I’ve always considered myself to be an intelligent, strong, independent & career driven woman. I had imagined me as an executive in the industry that I so loved very much and achieved it. I was Vice President of operations in a well known company in this industry and I had achieved my goal. I felt that I had finally made it! Woohoo!!! Now what?
As a few years went by, managing a demanding career with traveling requirements, raising 2 children, and being head of household, a wife, the only thing that I actually looked forward to was going to work. I loved being a mom and being married but was always so tired and always running around like a chicken without a head! Everyone around me praised me how I “handled it”…unbeknownst to what was really going on inside me! Can you resonate?
I was also raised with the mentality that you must work hard and sacrifice to earn a living and that took priority over everything else… including myself! This meant sacrificing myself and I was not aware of this until I was almost 40 lbs overweight and literally went up a size in my clothes to hide my body! Not to mention I was tolerating my husband’s verbally abuse and infidelities year after year and then found myself quitting my dream position and demoting myself working for a different company in hopes to gain more time and space to breathe! But all I did really was give more of myself away.
All in all, I was seemingly happy for years, but everything was taking a toll on me and realized that the strong, confident and independent woman no longer existed. I was appalled with myself. Here I was entering my 50’s! Smack in the middle of midlife and knew that my life circumstances at the time did not present me with any kind of quality and happiness in life! Holy crap!! Was this all there was? A very scary thought indeed!!!!
I figured it out, of course with some help and only after a lot of personal growth training, reading, coaching by a few awesome coaches plus the need at that point to transform and make the second part of my life the happiest! The reasons I found were many but the bottom line everything was a priority but me. I forgot about myself by making myself unimportant when other “things” grabbed my attention, especially work where I excelled! I needed to do something and decide in a split second, that no matter what, I would put my happiness before anything and surely within two years, I divorced my husband and started to prioritize myself in every area of my life including my career.

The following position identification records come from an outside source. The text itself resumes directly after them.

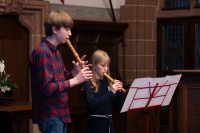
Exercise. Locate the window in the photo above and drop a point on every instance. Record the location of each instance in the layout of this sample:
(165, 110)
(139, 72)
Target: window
(178, 44)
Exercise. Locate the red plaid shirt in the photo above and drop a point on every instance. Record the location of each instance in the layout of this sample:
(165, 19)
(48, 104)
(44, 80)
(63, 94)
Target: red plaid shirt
(49, 83)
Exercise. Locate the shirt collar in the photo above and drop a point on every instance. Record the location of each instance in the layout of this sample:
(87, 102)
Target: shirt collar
(49, 44)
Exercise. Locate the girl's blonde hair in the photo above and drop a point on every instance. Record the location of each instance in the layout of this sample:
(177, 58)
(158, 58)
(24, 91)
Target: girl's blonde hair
(58, 19)
(98, 57)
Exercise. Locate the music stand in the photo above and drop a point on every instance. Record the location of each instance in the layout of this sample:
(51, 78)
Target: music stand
(147, 93)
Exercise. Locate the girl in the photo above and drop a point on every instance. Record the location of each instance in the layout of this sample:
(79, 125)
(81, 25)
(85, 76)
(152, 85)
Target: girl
(102, 99)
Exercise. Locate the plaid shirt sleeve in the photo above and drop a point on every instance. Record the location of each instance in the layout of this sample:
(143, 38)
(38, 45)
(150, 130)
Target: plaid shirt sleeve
(50, 74)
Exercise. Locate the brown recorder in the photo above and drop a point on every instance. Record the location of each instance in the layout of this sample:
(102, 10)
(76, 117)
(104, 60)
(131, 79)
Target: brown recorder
(79, 60)
(109, 78)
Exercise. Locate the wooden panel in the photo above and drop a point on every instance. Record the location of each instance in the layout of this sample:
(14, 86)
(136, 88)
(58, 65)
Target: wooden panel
(14, 51)
(194, 108)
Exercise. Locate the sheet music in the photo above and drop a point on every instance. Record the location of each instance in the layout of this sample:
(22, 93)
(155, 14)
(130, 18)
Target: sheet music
(150, 92)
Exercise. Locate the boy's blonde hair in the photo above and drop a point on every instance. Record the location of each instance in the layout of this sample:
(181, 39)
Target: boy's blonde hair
(98, 57)
(58, 19)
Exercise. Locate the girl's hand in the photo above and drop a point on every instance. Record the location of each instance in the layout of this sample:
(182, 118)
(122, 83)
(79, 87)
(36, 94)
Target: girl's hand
(117, 86)
(83, 75)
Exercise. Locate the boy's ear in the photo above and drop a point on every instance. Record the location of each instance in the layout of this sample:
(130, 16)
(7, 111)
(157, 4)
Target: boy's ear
(54, 29)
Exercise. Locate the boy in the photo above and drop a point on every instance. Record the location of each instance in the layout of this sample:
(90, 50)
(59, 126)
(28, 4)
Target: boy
(49, 78)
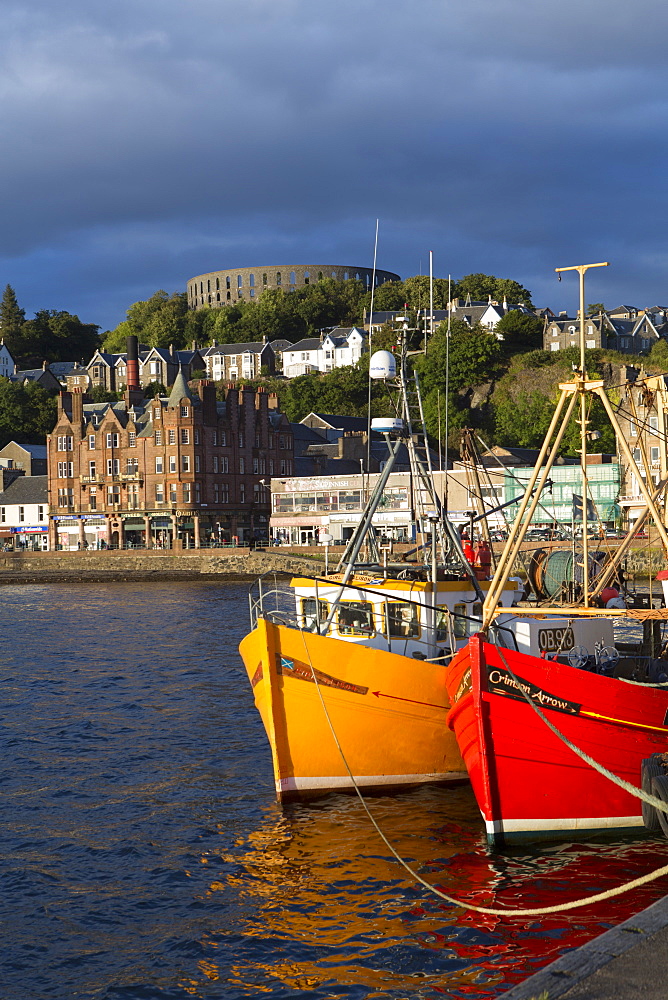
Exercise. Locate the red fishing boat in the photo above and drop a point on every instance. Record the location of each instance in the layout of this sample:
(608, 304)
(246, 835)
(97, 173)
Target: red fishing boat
(549, 709)
(527, 780)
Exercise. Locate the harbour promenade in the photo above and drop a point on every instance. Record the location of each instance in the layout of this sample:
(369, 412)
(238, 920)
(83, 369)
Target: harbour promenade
(630, 962)
(152, 564)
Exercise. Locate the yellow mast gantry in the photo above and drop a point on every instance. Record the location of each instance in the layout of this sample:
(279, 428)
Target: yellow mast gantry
(580, 386)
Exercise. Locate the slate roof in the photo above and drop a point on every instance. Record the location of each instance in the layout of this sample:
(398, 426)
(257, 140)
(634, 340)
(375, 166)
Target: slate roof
(341, 423)
(310, 344)
(180, 390)
(36, 450)
(255, 347)
(26, 489)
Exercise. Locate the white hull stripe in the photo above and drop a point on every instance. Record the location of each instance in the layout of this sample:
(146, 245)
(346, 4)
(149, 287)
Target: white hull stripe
(311, 784)
(577, 823)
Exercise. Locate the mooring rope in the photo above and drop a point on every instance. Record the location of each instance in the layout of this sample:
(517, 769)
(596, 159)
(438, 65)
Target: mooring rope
(535, 912)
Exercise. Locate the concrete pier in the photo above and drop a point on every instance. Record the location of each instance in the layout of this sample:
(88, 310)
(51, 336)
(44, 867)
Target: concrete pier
(629, 962)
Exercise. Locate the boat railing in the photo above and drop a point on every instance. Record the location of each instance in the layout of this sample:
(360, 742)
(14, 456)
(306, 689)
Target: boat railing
(403, 625)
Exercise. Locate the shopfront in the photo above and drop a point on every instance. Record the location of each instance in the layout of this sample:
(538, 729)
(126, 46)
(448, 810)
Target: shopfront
(33, 538)
(134, 532)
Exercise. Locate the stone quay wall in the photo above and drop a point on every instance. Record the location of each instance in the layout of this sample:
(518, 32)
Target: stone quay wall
(141, 564)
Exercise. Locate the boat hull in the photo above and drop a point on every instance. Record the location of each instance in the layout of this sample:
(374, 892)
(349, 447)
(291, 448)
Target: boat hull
(528, 783)
(380, 713)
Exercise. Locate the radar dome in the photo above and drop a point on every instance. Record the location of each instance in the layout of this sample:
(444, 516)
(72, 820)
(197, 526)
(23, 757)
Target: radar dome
(383, 364)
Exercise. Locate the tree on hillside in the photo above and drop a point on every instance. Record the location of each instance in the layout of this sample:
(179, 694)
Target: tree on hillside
(54, 336)
(521, 332)
(475, 356)
(417, 292)
(12, 318)
(389, 296)
(27, 412)
(483, 286)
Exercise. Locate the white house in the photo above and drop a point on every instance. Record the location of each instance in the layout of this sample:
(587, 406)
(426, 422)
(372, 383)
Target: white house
(234, 361)
(24, 513)
(336, 349)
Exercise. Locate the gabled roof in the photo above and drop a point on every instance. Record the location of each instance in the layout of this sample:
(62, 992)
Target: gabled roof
(26, 489)
(180, 390)
(255, 347)
(340, 423)
(36, 450)
(309, 344)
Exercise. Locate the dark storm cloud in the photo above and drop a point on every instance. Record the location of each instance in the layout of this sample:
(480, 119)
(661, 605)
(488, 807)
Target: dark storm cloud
(151, 140)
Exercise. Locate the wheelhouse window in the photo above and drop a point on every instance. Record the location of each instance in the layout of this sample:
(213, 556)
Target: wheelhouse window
(355, 618)
(403, 620)
(309, 617)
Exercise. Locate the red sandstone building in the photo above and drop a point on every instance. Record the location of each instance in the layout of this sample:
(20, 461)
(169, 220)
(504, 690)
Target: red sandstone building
(184, 470)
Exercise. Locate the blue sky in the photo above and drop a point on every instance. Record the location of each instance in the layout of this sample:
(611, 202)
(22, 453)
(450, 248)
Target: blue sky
(147, 141)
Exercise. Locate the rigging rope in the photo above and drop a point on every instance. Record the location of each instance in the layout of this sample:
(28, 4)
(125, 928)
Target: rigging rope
(506, 911)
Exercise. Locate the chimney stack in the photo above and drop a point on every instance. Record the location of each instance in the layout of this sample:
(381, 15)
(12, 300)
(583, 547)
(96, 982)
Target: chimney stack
(132, 363)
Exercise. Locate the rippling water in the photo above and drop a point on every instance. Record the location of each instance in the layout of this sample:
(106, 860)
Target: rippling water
(143, 855)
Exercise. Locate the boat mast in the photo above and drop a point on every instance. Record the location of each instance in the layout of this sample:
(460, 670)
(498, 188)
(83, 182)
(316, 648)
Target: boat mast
(582, 269)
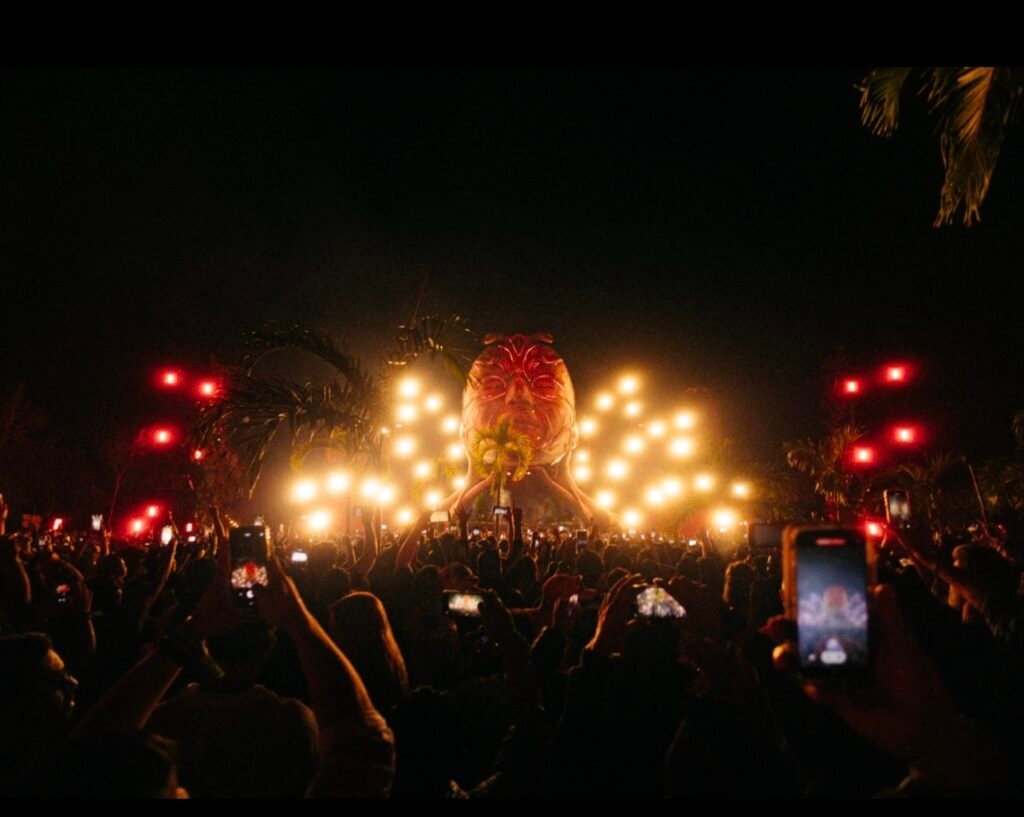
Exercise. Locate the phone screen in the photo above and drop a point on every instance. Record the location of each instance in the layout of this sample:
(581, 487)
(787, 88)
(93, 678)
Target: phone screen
(898, 509)
(250, 549)
(655, 602)
(832, 601)
(465, 603)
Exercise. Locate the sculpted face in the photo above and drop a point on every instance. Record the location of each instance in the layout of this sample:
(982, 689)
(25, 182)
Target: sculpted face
(520, 378)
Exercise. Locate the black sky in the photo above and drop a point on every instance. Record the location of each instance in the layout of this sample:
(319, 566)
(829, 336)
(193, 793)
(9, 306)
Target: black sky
(730, 227)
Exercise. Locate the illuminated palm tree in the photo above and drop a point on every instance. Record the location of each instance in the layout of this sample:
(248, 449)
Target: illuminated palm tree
(495, 449)
(346, 412)
(973, 104)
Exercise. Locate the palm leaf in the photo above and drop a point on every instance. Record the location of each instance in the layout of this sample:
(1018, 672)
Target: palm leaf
(449, 338)
(880, 99)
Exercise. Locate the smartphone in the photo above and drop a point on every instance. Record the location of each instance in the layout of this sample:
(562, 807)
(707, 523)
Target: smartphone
(655, 602)
(827, 572)
(250, 552)
(897, 509)
(464, 604)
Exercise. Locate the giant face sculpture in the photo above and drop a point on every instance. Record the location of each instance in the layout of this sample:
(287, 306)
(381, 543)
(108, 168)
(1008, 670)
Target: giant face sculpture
(521, 379)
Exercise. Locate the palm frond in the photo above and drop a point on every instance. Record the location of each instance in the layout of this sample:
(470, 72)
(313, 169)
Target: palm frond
(254, 410)
(880, 94)
(975, 121)
(492, 448)
(276, 337)
(446, 337)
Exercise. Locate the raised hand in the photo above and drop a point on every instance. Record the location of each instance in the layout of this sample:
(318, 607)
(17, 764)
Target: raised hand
(616, 607)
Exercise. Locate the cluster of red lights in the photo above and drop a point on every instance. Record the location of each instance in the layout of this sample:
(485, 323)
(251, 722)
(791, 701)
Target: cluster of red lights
(206, 388)
(902, 434)
(891, 375)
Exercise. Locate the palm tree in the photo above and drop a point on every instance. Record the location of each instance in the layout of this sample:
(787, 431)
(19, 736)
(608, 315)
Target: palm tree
(929, 485)
(823, 461)
(345, 413)
(974, 105)
(494, 449)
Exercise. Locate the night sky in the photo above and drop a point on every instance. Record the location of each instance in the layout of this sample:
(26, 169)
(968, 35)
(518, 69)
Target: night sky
(721, 227)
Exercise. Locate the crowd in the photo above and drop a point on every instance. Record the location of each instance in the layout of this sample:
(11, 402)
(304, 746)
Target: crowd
(131, 671)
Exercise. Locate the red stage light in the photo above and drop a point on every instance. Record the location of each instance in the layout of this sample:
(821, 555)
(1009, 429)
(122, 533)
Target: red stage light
(896, 374)
(863, 455)
(161, 436)
(905, 434)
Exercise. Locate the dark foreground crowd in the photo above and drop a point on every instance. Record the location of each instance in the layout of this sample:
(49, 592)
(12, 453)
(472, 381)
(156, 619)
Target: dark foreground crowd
(132, 672)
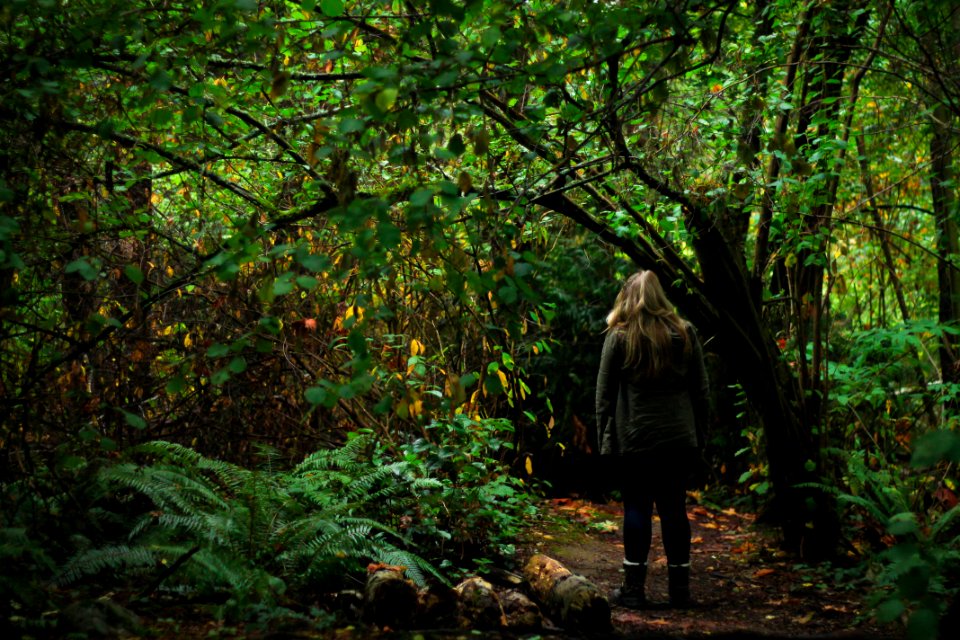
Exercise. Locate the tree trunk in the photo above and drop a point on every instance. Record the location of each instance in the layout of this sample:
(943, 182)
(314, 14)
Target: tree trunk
(948, 246)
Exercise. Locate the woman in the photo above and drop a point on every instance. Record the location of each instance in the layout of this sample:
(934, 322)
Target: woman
(652, 394)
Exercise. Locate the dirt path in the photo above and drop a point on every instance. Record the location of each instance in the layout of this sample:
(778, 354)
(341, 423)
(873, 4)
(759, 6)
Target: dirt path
(743, 586)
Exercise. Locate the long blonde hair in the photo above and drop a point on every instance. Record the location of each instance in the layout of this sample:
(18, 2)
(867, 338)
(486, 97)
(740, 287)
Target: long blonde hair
(648, 322)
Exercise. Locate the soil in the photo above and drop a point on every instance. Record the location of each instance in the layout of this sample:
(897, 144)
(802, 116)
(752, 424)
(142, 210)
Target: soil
(742, 585)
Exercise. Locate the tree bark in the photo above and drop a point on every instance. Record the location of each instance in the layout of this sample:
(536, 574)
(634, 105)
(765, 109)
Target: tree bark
(948, 245)
(572, 600)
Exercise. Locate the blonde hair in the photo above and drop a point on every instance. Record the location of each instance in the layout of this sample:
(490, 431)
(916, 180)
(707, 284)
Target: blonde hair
(648, 322)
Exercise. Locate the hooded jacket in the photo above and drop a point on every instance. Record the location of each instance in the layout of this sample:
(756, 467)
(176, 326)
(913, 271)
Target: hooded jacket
(637, 413)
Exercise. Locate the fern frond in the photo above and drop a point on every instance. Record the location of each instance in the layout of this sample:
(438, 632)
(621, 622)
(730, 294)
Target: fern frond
(417, 567)
(119, 557)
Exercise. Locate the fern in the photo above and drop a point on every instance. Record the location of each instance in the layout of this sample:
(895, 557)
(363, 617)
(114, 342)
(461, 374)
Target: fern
(222, 528)
(117, 558)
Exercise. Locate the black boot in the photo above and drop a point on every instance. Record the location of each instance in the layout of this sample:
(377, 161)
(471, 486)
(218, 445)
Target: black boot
(678, 585)
(631, 595)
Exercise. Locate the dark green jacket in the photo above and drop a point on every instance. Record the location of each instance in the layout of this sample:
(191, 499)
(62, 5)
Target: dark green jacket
(637, 413)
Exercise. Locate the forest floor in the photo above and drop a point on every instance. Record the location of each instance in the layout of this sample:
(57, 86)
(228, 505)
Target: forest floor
(744, 587)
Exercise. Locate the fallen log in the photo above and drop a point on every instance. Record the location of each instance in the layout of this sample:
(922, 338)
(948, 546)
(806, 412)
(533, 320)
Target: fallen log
(520, 612)
(479, 605)
(389, 599)
(570, 600)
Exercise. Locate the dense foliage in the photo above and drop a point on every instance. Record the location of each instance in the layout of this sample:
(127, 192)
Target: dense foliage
(268, 225)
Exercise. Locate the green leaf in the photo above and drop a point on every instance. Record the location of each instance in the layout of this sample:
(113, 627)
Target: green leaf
(332, 8)
(902, 524)
(218, 350)
(134, 420)
(386, 98)
(134, 274)
(456, 145)
(84, 268)
(175, 385)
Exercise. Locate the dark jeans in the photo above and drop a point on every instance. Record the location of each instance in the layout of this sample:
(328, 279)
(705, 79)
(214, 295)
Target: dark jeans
(659, 479)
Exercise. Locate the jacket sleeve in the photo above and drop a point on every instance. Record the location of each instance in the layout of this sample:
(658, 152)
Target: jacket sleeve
(608, 386)
(699, 387)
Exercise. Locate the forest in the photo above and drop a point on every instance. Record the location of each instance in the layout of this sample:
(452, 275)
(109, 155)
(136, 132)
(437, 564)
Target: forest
(290, 289)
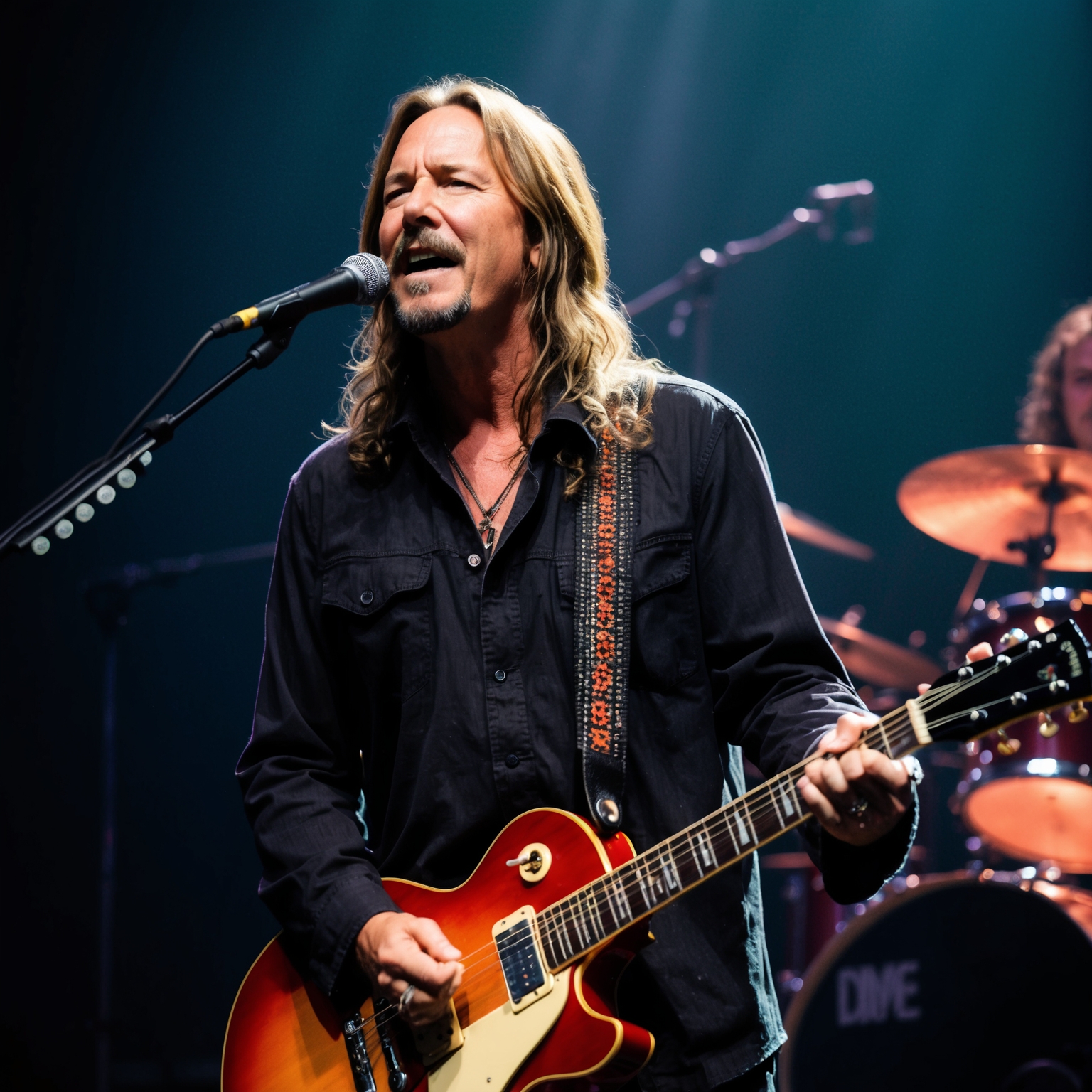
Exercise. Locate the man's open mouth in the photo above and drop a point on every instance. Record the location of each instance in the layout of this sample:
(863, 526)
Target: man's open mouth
(427, 260)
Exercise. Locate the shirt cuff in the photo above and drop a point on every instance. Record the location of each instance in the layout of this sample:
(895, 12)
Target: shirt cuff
(346, 910)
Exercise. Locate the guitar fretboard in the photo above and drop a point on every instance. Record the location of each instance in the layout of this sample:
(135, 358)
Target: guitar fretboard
(574, 926)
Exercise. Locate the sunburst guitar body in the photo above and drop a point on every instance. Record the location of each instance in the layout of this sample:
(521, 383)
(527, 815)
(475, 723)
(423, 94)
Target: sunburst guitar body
(285, 1037)
(552, 915)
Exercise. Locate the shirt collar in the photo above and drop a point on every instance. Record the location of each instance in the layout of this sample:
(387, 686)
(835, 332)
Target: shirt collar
(562, 419)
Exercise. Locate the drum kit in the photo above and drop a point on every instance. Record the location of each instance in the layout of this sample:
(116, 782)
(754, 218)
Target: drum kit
(979, 979)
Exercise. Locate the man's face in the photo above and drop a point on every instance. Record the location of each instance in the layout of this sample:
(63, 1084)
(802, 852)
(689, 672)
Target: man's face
(451, 232)
(1077, 392)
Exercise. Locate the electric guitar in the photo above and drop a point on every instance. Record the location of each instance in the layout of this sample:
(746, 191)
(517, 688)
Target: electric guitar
(552, 914)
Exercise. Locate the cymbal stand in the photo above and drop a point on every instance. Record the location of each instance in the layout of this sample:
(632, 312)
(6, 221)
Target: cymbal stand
(1040, 548)
(701, 272)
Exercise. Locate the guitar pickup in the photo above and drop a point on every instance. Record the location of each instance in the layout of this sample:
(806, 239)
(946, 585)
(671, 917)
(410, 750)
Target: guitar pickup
(521, 959)
(436, 1041)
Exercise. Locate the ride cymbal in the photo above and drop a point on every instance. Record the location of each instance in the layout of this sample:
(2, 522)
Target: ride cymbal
(1018, 503)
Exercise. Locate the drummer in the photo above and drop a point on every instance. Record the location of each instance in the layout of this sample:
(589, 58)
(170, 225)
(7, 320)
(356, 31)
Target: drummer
(1059, 407)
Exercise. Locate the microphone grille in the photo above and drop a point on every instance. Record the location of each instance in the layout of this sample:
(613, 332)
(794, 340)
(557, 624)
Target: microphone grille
(373, 277)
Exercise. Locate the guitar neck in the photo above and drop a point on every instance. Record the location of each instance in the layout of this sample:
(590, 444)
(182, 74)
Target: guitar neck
(572, 927)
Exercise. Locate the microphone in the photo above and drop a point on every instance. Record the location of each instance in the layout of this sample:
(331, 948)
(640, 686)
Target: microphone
(360, 279)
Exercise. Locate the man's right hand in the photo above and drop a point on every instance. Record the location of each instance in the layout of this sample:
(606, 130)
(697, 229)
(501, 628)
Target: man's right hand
(399, 951)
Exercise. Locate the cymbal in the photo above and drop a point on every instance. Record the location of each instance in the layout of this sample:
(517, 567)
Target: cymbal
(806, 528)
(986, 499)
(876, 660)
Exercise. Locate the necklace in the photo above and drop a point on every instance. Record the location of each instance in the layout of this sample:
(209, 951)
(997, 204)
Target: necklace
(485, 528)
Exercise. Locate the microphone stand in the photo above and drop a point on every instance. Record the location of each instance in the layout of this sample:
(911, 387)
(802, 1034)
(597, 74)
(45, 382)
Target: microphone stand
(124, 464)
(701, 272)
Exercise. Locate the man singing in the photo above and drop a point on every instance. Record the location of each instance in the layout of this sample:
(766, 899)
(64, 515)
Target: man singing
(417, 689)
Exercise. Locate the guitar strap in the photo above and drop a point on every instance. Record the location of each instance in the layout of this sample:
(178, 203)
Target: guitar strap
(604, 579)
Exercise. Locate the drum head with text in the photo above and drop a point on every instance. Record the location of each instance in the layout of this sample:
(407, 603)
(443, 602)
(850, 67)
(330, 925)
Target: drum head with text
(958, 984)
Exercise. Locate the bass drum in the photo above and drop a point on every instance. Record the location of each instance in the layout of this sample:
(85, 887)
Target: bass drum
(953, 985)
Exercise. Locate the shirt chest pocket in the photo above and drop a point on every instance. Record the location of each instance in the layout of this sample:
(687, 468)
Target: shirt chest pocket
(666, 629)
(666, 633)
(385, 605)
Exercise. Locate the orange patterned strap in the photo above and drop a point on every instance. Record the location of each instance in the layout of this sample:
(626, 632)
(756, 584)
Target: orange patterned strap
(602, 625)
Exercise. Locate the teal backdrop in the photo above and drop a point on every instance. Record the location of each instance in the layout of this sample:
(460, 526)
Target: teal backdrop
(169, 164)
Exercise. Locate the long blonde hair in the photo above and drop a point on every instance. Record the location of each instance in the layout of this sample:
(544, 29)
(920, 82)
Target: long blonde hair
(1042, 415)
(587, 352)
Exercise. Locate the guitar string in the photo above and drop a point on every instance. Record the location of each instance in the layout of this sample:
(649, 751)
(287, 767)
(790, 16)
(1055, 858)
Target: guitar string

My transformation was refreshing, rejuvenating and I felt I was a new person. I changed my lifestyle by changing my eating habits and most importantly my mindset about what could be in my future if I took steps to achieve it. I reinstated my self-belief and rebuilt my confidence in what I was capable of doing for myself and my life. And I didn’t accomplish this on my own… had help which I am soooo grateful for!
While having a 13-hour day, I was able to take online courses and obtain my health and life coaching certifications in 6 months. I received my certifications in 2017 with The Health Coach Institute recognized with the ICF (International Coaching Federation) and began coaching women my age, as a hobby, to change their lifestyle and become health and mind conscious. I created a program for divorced women over 50 to teach them the importance of self-care, healthy habits and show them how taking care of themselves improves and excels not only their career or business but their romantic relationships as well as their quality of life, which is what we all aim for right?
Being an example of my program results has opened up so many opportunities for me including starting my own coaching business and have since committed to dedicate the rest of my professional life to guiding and helping women in their midlife years to achieving the same results I have achieved and beyond!! Yes, I have left the industry I so loved behind but no longer could offer me the quality of life I want! After all, confident, independent women don’t settle for mediocracy instead they look to shine and thrive so they go after what it is they want!
It’s never too late to start living a life that fulfills you! I wondered if I would have wanted this life when I was in my 30’s or 40’s and the answer is no! So, if you find yourself in your 50’s, you are exactly where you need to be to make that transformation and enjoy the life you really want!